She saw him looking and waved a hand. “Don’t worry about them,” she said. Her words were slurring together. “Some guys I know from a bar in Kingston. I only invited them because they brought the booze. I’m so glad you’re here.”
Dodge had Nat’s present wrapped in tissue paper in his pocket. He wanted to give it to her but not here, while people were watching. He wanted to tell her, too, that he was sorry about Panic. Nat had frozen up at the side of the highway and taken more than a minute to cross. Just like that, the game was over for her.
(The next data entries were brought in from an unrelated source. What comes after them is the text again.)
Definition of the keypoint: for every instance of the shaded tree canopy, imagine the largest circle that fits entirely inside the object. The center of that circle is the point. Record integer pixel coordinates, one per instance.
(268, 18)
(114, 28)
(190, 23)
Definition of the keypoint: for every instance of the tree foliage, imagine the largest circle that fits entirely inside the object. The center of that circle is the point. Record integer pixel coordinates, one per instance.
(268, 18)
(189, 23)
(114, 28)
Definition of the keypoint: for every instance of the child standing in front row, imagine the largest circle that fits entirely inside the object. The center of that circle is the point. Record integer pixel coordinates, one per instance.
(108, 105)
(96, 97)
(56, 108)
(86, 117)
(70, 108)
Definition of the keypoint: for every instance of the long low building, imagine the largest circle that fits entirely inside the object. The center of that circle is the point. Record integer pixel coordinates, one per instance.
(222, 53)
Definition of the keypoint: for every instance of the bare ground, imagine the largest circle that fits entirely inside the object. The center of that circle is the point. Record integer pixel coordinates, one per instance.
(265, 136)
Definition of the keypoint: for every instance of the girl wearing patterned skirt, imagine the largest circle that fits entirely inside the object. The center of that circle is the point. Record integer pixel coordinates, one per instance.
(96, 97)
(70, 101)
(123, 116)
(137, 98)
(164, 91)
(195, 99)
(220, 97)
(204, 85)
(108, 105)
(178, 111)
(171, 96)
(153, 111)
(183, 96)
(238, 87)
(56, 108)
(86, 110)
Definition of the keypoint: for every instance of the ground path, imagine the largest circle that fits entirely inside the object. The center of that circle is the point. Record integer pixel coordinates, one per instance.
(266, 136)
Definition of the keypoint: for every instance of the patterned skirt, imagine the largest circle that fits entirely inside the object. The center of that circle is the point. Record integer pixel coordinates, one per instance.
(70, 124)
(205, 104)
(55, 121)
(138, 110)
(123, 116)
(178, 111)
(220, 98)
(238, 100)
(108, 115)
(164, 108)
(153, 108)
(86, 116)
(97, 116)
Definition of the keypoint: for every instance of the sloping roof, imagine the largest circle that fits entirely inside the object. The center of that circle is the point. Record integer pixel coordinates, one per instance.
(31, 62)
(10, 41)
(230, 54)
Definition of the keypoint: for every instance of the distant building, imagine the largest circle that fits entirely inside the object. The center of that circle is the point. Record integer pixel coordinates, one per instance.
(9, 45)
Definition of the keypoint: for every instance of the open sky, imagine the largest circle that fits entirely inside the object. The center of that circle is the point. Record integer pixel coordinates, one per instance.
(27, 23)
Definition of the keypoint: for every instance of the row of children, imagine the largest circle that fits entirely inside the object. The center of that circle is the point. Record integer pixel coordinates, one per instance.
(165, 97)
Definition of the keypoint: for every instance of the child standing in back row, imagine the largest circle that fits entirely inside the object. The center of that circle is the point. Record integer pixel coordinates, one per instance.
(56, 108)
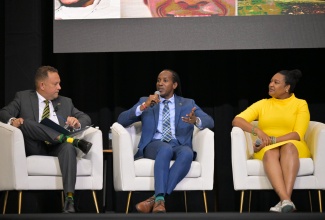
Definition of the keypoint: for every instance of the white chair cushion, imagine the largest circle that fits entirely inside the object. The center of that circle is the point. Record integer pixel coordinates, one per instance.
(145, 168)
(49, 166)
(255, 167)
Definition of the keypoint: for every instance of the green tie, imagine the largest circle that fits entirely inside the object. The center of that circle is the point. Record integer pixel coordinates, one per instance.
(46, 111)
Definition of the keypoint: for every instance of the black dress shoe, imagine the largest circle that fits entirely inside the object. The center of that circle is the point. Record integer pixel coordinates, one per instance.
(83, 145)
(68, 206)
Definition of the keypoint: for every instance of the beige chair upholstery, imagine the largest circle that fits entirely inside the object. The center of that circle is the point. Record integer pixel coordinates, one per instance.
(130, 175)
(248, 173)
(18, 172)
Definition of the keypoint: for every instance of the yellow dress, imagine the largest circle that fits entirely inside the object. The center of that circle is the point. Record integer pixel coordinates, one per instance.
(277, 117)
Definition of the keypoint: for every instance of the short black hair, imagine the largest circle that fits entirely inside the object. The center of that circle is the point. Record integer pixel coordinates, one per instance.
(178, 90)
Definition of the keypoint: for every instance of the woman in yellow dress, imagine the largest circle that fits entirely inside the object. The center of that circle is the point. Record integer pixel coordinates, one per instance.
(282, 124)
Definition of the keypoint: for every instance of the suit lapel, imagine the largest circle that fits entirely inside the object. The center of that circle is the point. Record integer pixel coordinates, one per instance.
(35, 107)
(178, 108)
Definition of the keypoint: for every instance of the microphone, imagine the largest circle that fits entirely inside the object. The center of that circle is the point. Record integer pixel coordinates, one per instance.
(258, 142)
(152, 102)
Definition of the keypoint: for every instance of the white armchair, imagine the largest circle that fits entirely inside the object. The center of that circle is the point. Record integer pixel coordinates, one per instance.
(18, 172)
(130, 175)
(248, 173)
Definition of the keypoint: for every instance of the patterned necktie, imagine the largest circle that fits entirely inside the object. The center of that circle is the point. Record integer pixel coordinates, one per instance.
(166, 133)
(46, 111)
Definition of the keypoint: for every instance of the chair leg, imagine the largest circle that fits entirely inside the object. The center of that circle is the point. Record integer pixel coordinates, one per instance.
(320, 201)
(310, 202)
(241, 201)
(250, 199)
(95, 200)
(5, 203)
(20, 195)
(185, 201)
(128, 203)
(205, 202)
(62, 199)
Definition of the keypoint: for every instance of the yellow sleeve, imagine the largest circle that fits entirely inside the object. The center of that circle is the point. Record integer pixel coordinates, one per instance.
(252, 112)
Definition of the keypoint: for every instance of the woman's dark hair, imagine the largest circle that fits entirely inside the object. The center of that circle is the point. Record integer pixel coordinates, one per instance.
(178, 90)
(291, 77)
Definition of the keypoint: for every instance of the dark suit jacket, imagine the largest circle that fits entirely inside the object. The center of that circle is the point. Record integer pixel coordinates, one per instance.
(149, 118)
(25, 105)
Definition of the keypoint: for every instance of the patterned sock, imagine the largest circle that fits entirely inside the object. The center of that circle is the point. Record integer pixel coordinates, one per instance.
(160, 196)
(63, 138)
(69, 195)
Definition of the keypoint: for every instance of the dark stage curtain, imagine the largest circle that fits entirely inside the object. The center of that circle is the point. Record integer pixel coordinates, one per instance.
(223, 83)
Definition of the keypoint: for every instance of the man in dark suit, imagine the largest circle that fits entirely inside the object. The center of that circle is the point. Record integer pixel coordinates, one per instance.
(168, 122)
(29, 107)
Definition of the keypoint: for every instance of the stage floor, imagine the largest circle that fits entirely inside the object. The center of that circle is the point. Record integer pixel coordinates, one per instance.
(189, 215)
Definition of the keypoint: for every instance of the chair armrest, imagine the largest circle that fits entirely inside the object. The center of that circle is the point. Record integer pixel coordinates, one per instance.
(123, 157)
(315, 141)
(203, 144)
(13, 162)
(95, 154)
(239, 157)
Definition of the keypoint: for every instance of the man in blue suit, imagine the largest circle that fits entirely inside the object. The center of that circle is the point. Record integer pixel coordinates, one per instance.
(168, 122)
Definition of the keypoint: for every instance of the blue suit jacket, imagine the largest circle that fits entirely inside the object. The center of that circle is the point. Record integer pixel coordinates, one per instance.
(25, 105)
(149, 119)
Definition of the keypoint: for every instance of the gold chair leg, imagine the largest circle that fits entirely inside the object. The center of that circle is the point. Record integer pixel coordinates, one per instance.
(320, 201)
(250, 199)
(128, 203)
(241, 201)
(62, 199)
(185, 201)
(205, 202)
(310, 202)
(95, 200)
(5, 203)
(20, 195)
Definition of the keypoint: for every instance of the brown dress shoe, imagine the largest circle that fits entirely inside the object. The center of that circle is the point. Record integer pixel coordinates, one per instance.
(146, 205)
(159, 207)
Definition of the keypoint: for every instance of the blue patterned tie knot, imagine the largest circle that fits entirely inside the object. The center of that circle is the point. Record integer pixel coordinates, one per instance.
(166, 132)
(46, 111)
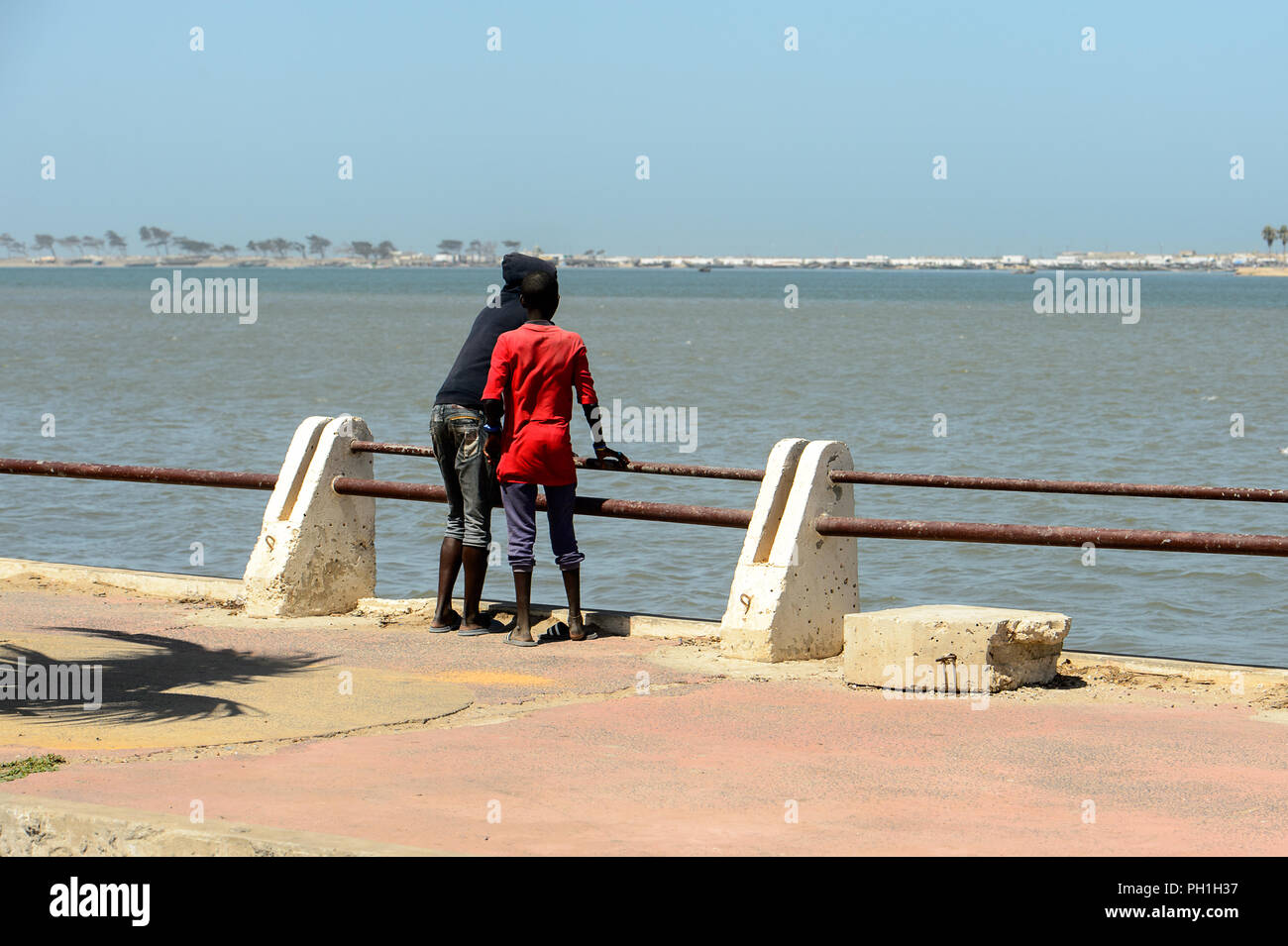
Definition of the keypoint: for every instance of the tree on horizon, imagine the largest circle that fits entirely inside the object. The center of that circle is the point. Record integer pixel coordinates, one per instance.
(156, 239)
(1270, 235)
Everyone else would move on to the next challenge.
On the way home from the highway challenge, Nat had barely said a word, just sat stiffly next to him with tears running down her face. No one had spoken. Dodge had been annoyed at Bishop and Heather. They were her best friends. They were supposed to know what to say to make her feel better.
He had felt helpless, as frightened as he had while standing on that highway with the blindfold.
But Nat was already hauling him off toward the back of the house. “Come get a drink, okay? And say hi to everyone.”
At the back of the house a large grill was letting off thick clouds of smoke that smelled like meat and charcoal. An old dude was pushing around some burgers on it, holding a beer in one hand. Dodge thought it might have been Bishop’s dad—they had the same nose, the same floppy hair, although the man’s was gray—and was surprised. In school he’d always thought of Bishop as kind of a dork, well-meaning but just too nice to be interesting. He’d imagined Bishop’s family would be of the mom-dad-sister-older-brother-picket-fence variety. Not some guy with a beer grilling in the middle of towers of rusting junk.
But that was another thing you learned when playing Panic: people would surprise you. They would knock you on your ass. It was practically the only thing you could count on.
Kids from school were standing around in little groups, or using some of the old furniture and gutted car frames as makeshift chairs. They were all staring at Dodge, some with curiosity and some with open hostility, and it wasn’t until then that he realized none of the other Panic players had been invited, except for Heather. That’s when it hit him that there really weren’t many Panic players left. Just five.
And he was one of them.
The two things—Nat’s hand, and the fact that he was getting so close—sent a thrill up his spine.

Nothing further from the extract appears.